What does this all mean for her future? You know that underlying worry we are all experiencing at the moment? What will Brexit mean for the UK? What will it mean for the thousands of citizens living here, two of whom are married to my siblings, many of whom are our close friends and colleagues? What the hell is Trump going to do next? How long before he causes WWIII? All those underlying concerns, as much as they concern us too, pale next to this worry. What if my beautiful girl never learns to walk? What if she can’t communicate? What if my son never gets to play with her, as he imagined he would, as he puts it to “share my toys with her when she’s big enough”? What if all those images of her future and everything that could be possible for her is smashed into tiny pieces when we finally know her prognosis? How will we cope? We will cope. It is simple. We will deal with whatever life throws at us and we will love her vehemently with every ounce of our beings. But it’s the not knowing that’s the hardest part. Each time we visit the phenomenal team of specialists at the hospital we are met with more negative or inconclusive test results. The more tests that come back without an answer the more rare and complex her condition could be.
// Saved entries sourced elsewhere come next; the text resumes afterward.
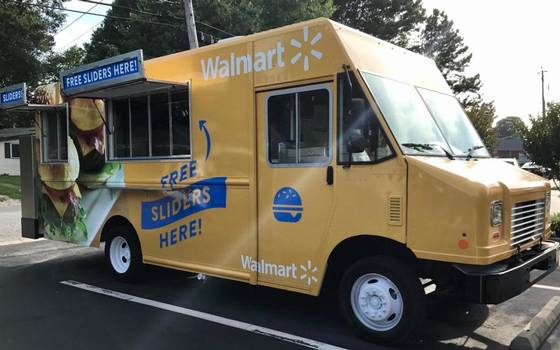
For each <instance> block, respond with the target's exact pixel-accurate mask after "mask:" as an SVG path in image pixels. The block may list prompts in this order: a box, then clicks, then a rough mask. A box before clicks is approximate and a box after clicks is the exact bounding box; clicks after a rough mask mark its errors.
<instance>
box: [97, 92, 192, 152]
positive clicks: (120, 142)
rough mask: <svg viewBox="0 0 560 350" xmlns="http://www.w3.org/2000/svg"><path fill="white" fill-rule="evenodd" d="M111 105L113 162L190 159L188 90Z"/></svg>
mask: <svg viewBox="0 0 560 350" xmlns="http://www.w3.org/2000/svg"><path fill="white" fill-rule="evenodd" d="M108 102H109V103H107V106H108V108H109V115H110V118H111V125H112V128H111V129H112V134H111V137H110V146H111V153H110V154H111V158H112V159H150V158H163V159H165V158H182V157H189V156H190V155H191V139H190V113H189V112H190V111H189V91H188V88H186V87H185V88H173V89H165V90H158V91H153V92H149V93H144V94H138V95H134V96H127V97H122V98H115V99H111V100H109V101H108Z"/></svg>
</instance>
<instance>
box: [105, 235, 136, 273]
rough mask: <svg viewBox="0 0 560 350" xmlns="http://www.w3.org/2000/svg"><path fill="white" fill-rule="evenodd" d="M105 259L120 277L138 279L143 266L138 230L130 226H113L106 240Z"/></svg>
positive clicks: (109, 267) (105, 246) (109, 264)
mask: <svg viewBox="0 0 560 350" xmlns="http://www.w3.org/2000/svg"><path fill="white" fill-rule="evenodd" d="M105 260H106V261H107V265H108V266H109V268H110V269H111V271H112V273H113V275H115V276H116V277H117V278H118V279H120V280H124V281H133V280H136V279H137V277H138V276H139V274H140V271H141V270H142V266H143V264H142V250H141V248H140V242H139V241H138V237H137V236H136V232H135V231H134V230H133V229H131V228H130V227H128V226H115V227H113V228H111V230H110V232H109V234H108V238H107V240H106V242H105Z"/></svg>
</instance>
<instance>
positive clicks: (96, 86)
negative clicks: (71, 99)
mask: <svg viewBox="0 0 560 350" xmlns="http://www.w3.org/2000/svg"><path fill="white" fill-rule="evenodd" d="M60 81H61V83H62V93H63V94H64V95H65V96H71V97H82V98H115V97H121V96H128V95H133V94H138V93H143V92H149V91H157V90H161V89H169V88H173V87H181V86H183V85H182V84H181V83H176V82H175V83H173V82H166V81H158V80H153V79H148V78H146V76H145V74H144V58H143V53H142V50H136V51H132V52H129V53H125V54H122V55H118V56H115V57H111V58H107V59H104V60H101V61H97V62H94V63H90V64H86V65H83V66H79V67H75V68H72V69H69V70H67V71H64V72H61V73H60Z"/></svg>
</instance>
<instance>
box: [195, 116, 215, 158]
mask: <svg viewBox="0 0 560 350" xmlns="http://www.w3.org/2000/svg"><path fill="white" fill-rule="evenodd" d="M198 128H199V129H200V131H202V129H204V133H205V134H206V160H208V157H209V156H210V149H211V148H212V141H211V140H210V133H209V132H208V128H207V127H206V120H199V121H198Z"/></svg>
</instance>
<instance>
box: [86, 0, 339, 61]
mask: <svg viewBox="0 0 560 350" xmlns="http://www.w3.org/2000/svg"><path fill="white" fill-rule="evenodd" d="M193 6H194V12H195V17H196V20H197V22H198V23H197V30H199V31H200V33H199V39H201V40H202V39H203V40H202V43H201V44H202V45H203V44H205V42H206V43H208V38H209V37H210V36H211V37H212V38H214V39H220V38H225V37H230V36H235V35H246V34H251V33H254V32H258V31H262V30H265V29H269V28H273V27H278V26H282V25H286V24H290V23H294V22H299V21H302V20H305V19H309V18H315V17H320V16H326V17H330V15H331V14H332V12H333V11H334V6H333V3H332V0H305V1H303V0H283V1H281V0H239V1H234V0H195V1H193ZM108 15H110V16H116V17H121V18H110V17H108V18H106V19H105V20H104V21H103V24H102V25H101V26H100V27H99V28H98V29H97V30H96V31H95V32H94V33H93V35H92V39H91V42H90V43H89V44H86V45H85V51H86V57H85V61H86V62H91V61H96V60H100V59H103V58H106V57H110V56H114V55H117V54H120V53H124V52H127V51H132V50H135V49H138V48H142V49H143V50H144V55H145V56H146V57H147V58H150V57H157V56H162V55H166V54H170V53H173V52H178V51H183V50H186V49H188V40H187V33H186V29H185V21H184V12H183V6H182V4H181V2H170V1H168V0H115V2H114V3H113V7H112V9H111V10H109V12H108ZM122 18H125V19H122Z"/></svg>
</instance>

I spend my time, as a mother of two, around a lot of other families, I delight in the development of close friend’s children and I love to see them playing (read: scrapping) together and I wish nothing but the best for those around us. But there is something so hard about watching them do the simplest of things – eating a tangerine while standing on a kitchen bench and smearing sticky hands across the tiles – I know not many would see the joy in that but its only when you can’t see your child doing things and you don’t know if they ever will that it strikes a chord.
I feel so grateful for my children, don’t get me wrong; I am so lucky to have the opportunity, not only physically but financially, to be raising a family that I feel guilty for wanting it all. Most days I get on fine with it but some days, some weeks, are much harder than others and I just come out the other end thinking “why us?” My daughter is happy and loved and I should be grateful for that, but there is a natural urge to want the very best for your children, to want to do everything you can possibly do to give them the very best opportunities in life and I feel like I am helpless when it comes to her future. I am so thankful for the support I have around me, the wonderful mothers and friends I have who help me stay sane, my amazing husband and “wife” (we have a friend living with us as an au pair, who is just a lifesaver), my hilarious 4 year old and for my beautiful baby girl. I have met some amazing parents in the last year too, who are struggling with the same things we are, who are so strong and brave and amazing every day, they help me know that I too can deal with this.
At best Harper will be completely healthy and “normal” when she’s older, albeit always on some form of medication for her epilepsy, at worst her condition could mean life long care without the ability to do anything for herself. That doesn’t mean to say she won’t be happy, that we won’t live a full and happy life. It’s just a lot to deal with when the answers are not forthcoming and we don’t know when we will get them. Living in limbo is almost the worst bit but for now that’s where we are and, some days, it’s just totally shit.